Os produtores de trigo do Estado, da região Noroeste e de Três de Maio, estão enfrentando um clima desfavorável para a cultura do cereal no inverno deste ano. Entre as preocupações, o excesso de chuvas e a pouca insolação, que atrapalham as plantações na fase de perfilhamento das plantas.

Esta fase e o desenvolvimento de perfilhos viáveis dependem muito da disponibilidade de macronutrientes, principalmente de nitrogênio. Segundo técnicos da Emater/RS-Ascar, com as chuvas que aconteceram recentemente nestas áreas de produção de trigo, ocorreu a lixiviação deste elemento ou mesmo a perda por erosão laminar.

O excesso de umidade presente no solo impede os produtores de trigo de executar a reposição de adubos necessários às plantas, e compromete o controle de invasoras e doenças fúngicas. Em todo o Rio Grande do Sul, a diminuição da área de trigo plantada nesta safra deve ser de 22,6% em comparação com o ano passado, e com a produtividade beirando os 2.400 kg/hectare.

Ainda não há previsão de perdas
Em Três de Maio foram plantados 8.500 hectares de trigo neste ano, o que corresponde a 100% da área esperada deste cultivo para o município. Agora, em fase de desenvolvimento vegetativo, o que preocupa os produtores é o excesso de chuvas que vem ocorrendo nas últimas semanas, que não é o ideal para que a planta produza grãos com qualidade.

Segundo o chefe do escritório municipal da Emater/RS-Ascar, Leonardo Rafael Rustick, nesta fase a cultura prefere um clima seco e frio, o que não vem acontecendo.

A expectativa é que nas próximas fases da cultura, o clima melhore.

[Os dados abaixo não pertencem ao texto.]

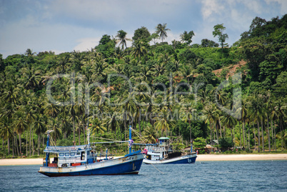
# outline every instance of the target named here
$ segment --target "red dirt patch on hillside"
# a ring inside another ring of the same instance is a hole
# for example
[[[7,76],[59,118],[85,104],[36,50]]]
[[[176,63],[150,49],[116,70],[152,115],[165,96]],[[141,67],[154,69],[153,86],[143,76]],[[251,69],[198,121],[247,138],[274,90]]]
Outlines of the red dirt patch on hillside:
[[[246,61],[241,60],[237,64],[224,67],[223,69],[216,69],[216,70],[213,71],[212,72],[213,72],[216,76],[220,76],[220,74],[221,74],[222,70],[227,69],[228,69],[228,71],[227,72],[226,78],[226,79],[228,79],[229,78],[229,76],[233,76],[234,75],[235,72],[236,71],[236,70],[238,69],[241,69],[242,66],[245,66],[246,64]]]

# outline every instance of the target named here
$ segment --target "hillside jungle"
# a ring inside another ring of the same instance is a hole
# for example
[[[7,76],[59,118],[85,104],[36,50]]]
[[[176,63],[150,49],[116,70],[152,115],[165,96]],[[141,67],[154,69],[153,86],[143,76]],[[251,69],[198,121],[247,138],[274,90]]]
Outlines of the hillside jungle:
[[[83,52],[0,54],[1,157],[43,156],[47,130],[69,146],[86,143],[87,127],[90,142],[127,141],[129,126],[135,143],[168,136],[180,150],[191,139],[201,153],[212,140],[222,151],[286,150],[287,15],[256,17],[233,45],[226,27],[201,44],[193,31],[168,44],[163,24]],[[126,151],[107,145],[97,150]]]

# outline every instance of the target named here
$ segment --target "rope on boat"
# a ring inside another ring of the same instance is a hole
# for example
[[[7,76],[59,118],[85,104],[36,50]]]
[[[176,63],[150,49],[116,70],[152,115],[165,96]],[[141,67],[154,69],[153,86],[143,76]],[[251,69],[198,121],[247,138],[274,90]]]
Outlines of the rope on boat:
[[[146,140],[146,141],[148,141],[148,143],[149,143],[148,141],[146,138],[145,138],[143,137],[142,136],[139,135],[139,134],[138,133],[138,132],[136,131],[136,130],[134,130],[134,128],[131,128],[131,131],[134,131],[134,133],[136,133],[136,135],[139,137],[139,139],[141,140],[141,141],[143,141],[144,143],[145,143],[145,141],[144,141],[143,139],[141,139],[141,138],[143,138],[144,140]]]
[[[159,171],[159,169],[157,168],[155,166],[153,166],[153,165],[151,164],[151,165],[152,165],[155,168],[156,168],[156,170],[158,171],[161,174],[163,174],[163,175],[164,175],[164,173],[163,173],[163,172],[161,172],[161,171]]]

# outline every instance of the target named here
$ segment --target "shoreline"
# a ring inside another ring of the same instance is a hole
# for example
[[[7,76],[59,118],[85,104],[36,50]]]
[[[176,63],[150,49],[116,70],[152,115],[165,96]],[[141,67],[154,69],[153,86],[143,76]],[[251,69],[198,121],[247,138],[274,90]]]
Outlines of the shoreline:
[[[283,154],[198,154],[197,161],[273,161],[287,160],[287,153]],[[0,159],[0,166],[42,165],[43,158]]]

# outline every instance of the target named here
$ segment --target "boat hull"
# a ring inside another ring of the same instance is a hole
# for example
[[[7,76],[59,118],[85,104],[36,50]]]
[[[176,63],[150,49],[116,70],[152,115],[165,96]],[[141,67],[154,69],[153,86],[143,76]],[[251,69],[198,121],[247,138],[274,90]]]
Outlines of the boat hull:
[[[144,155],[140,153],[74,167],[42,166],[39,172],[50,177],[138,174],[143,159]]]
[[[191,154],[184,156],[179,156],[173,158],[163,159],[163,160],[148,160],[144,159],[144,163],[146,164],[186,164],[186,163],[193,163],[196,162],[197,155]]]

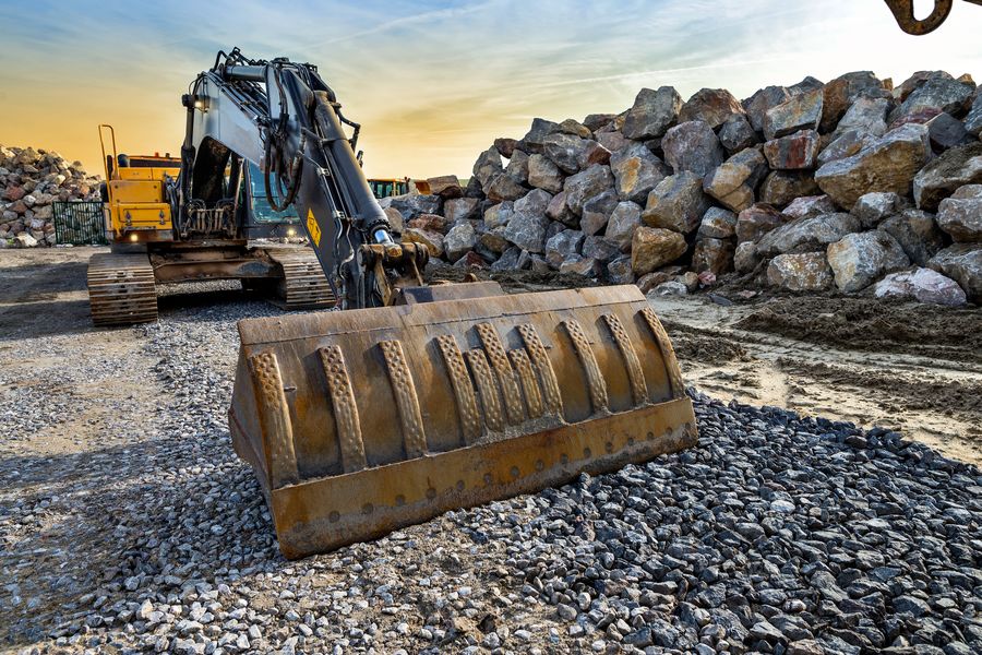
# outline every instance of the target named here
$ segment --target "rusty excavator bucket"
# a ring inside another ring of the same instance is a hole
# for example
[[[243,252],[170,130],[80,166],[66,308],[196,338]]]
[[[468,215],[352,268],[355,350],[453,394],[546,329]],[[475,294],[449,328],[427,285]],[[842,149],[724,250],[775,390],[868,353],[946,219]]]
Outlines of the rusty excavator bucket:
[[[695,444],[679,364],[636,286],[468,286],[239,323],[232,440],[287,558]]]

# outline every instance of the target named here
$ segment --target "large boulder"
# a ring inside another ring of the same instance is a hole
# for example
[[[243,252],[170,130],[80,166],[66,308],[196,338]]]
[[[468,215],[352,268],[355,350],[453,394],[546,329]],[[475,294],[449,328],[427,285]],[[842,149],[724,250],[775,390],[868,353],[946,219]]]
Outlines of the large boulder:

Na fase atual, ainda não há como calcular perdas para a cultura do trigo na região. Leonardo explica que o período no qual irá se definir a produção e o potencial da safra é nos próximos meses.

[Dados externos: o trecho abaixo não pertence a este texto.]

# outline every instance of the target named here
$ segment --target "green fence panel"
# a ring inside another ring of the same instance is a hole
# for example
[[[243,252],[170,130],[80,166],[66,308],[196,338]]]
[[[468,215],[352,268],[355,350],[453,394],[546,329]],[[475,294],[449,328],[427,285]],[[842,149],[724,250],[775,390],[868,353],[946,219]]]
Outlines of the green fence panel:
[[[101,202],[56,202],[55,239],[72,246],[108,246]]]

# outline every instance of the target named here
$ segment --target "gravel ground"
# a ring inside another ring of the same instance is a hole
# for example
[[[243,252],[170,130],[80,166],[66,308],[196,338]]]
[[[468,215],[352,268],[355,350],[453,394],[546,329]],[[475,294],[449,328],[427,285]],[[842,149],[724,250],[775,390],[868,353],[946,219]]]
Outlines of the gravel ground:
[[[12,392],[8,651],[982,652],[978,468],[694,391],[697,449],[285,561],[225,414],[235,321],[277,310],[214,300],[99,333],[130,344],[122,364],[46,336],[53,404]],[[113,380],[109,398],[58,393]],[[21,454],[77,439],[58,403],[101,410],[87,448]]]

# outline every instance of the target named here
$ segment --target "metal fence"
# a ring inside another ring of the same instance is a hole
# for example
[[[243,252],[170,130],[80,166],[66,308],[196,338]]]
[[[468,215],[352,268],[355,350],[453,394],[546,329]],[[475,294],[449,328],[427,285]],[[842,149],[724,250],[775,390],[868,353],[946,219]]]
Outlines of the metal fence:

Atenção especial para doenças fúngicas
Como as chuvas trouxeram grandes níveis de umidade para o solo, os produtores devem se manter atentos às doenças fúngicas que podem aparecer em suas lavouras. "O produtor deve fazer o monitoramento e, na medida do possível, fazer tratamentos preventivos para estas doenças. Isso é um dos principais recados que a gente está deixando aos produtores", esclarece Leonardo.

Seguindo estas orientações, os produtores evitam aplicar produtos em demasia, sem necessidade, e também evita perdas na produção de trigo, que teria em função de não realizar um tratamento correto por conta das condições climáticas, que no momento são adversas ao que se esperava para a cultura de trigo neste ano.

Segundo Leonardo, a produtividade esperada para Três de Maio está em 2.700 kg/h, ou 45 sacos/h. "Até o momento, estamos esperando isso. As fases seguintes é que vão dizer se teremos perdas maiores ou não. Então, nos próximos meses não podemos ter um clima assim. Se isso acontecer, as perdas serão acentuadas", diz Leonardo.

Pastagens também estão prejudicadas pelo excesso de chuva
O grande volume de chuvas dos últimos dias, junto com dias de baixa luminosidade (pouca luz solar), tem prejudicado o desenvolvimento das pastagens e também provocado a compactação do solo.

Isso faz com que a média de produção diária de leite no município fosse consideravelmente diminuída. A média de produção esperada para esta época é de 134 mil litros de leite por dia. Atualmente, levando em conta as condições, estão sendo produzidos apenas 128 mil litros de leite por dia.